Most of the fighters and coaches MMAFighting.com spoke to on the subject thought the video was raw and looked bad. But none found much fault in what Neer did. The Iowa Athletic Commission investigated the incident, but found that it could do nothing about it, per TMZ.
“The guy wants to get in there and get his ass kicked?” longtime manager and coach “Crazy” Bob Cook said. “So be it. I’m sure he signed a waiver and volunteered for it. Hopefully nobody got hurt too badly one way or the other. But sometimes there’s a valuable lesson for whoever that person was. It might be better to get his ass kicked a little bit in the gym than do something in the street and get his ass killed.”
Ellenberger has known Neer for more than a decade, since he started in MMA. He has mixed feelings about the situation.
“He’s really a no-nonsense kind of guy,” Ellenberger said. “You could say, ‘Did he go to far?’ Well, the guy came to the gym and sparred. It’s just one of those situations. I don’t know. It did look pretty brutal, what he did. But did [the guy] have it coming? We can all probably think of 10 people we’d like to do that to, but can you do it? No. But if you’re in an MMA gym sparring, maybe you could.”
Alan Jouban, who meets Richard Walsh at UFC 184, doesn’t find fault with Neer necessarily, but isn’t sure if pro MMA fighters should be doing this kind of thing and making it public.
“Obviously, we have to conduct ourselves like professional athletes,” Jouban said. “We can’t accept every challenge. Kobe Bryant doesn’t accept every challenge on Twitter to go play one-on-one at the park.
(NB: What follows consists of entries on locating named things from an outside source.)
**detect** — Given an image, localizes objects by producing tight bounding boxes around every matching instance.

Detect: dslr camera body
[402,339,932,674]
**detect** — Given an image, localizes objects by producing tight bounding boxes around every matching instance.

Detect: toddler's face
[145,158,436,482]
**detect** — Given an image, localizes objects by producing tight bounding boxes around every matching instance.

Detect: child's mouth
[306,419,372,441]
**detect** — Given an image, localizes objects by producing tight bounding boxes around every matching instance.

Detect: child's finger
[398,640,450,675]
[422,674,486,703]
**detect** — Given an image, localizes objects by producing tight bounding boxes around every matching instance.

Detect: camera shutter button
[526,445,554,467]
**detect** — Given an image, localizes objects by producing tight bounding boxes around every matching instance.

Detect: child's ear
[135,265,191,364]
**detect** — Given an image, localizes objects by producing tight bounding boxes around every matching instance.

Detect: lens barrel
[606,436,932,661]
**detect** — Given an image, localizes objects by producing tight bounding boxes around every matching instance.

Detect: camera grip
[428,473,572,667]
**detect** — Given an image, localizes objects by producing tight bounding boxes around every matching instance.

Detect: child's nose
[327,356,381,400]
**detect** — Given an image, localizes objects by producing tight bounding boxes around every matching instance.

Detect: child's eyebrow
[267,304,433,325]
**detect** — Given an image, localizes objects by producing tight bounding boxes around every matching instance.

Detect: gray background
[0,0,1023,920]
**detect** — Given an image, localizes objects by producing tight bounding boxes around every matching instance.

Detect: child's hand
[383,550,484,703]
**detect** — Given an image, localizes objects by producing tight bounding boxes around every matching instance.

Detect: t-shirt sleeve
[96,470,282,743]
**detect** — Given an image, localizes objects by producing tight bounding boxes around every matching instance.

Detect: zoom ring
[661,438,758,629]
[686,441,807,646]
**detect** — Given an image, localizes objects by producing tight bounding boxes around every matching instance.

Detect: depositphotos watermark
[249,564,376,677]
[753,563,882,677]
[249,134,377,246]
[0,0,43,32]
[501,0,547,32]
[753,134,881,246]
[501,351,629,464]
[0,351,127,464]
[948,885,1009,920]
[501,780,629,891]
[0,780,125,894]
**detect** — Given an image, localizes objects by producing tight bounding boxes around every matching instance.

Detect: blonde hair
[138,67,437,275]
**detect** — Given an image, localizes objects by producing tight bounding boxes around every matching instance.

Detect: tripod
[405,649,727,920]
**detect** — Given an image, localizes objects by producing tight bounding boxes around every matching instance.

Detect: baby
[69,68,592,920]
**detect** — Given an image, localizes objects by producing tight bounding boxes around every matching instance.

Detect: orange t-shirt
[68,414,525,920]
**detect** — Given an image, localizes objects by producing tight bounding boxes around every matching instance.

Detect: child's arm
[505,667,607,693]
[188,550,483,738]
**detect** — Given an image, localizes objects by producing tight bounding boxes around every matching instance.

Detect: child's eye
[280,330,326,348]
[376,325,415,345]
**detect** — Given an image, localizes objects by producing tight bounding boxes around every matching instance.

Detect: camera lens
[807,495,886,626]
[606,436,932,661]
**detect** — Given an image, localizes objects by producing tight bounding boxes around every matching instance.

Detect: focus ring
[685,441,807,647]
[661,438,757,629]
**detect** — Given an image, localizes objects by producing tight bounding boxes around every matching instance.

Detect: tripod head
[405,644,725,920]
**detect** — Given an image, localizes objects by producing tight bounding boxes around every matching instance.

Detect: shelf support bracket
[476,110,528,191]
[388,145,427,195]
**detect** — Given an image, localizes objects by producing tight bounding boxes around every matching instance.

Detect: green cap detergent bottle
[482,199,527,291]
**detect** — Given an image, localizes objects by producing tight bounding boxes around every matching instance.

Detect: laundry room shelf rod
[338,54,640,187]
But if somebody is going to walk into your gym in the middle of class and disrespect you, we are in a combat sport. A lot of us guys don’t take that kindly.”
Walsh said that if Neer was still in the UFC or Bellator, it could affect him negatively with regards to sponsors and fans. But he wants people to understand that just because people are athletes doesn’t necessarily make them amazing role models.
“I think people put too much emphasis on sports and how people should act,” he said. “They should remember that these people are good at a sport, it doesn’t mean they make educated decisions or they’re smart or they’re politicians. He’s a fighter and he [is] in a fight sport.”
When Koscheck first saw the video, he thought it would result in a lawsuit. Personally, he has a pragmatic view of Twitter trolls. He’s not online enough to really notice them, but when he does, he invites them politely to come by his Dethrone Base Camp in Fresno.
“At this point, I just tell anybody that wants to talk trash, ‘Hey, come sign up at my gym, buy a membership, pay the monthly fee and you’ll get the chance to roll or grapple with me or workout with me,'” Koscheck said. “Become a member. At least I try to get some money out of it.”
Ferguson won’t be so kind to the person who was calling out him and his family if he ever encounters him.
I got [his] picture,” Ferguson said. “I screen-shotted the name. So if I see the guy and he wants to come up to me with a little thing, I’m gonna chin-check him real quick.”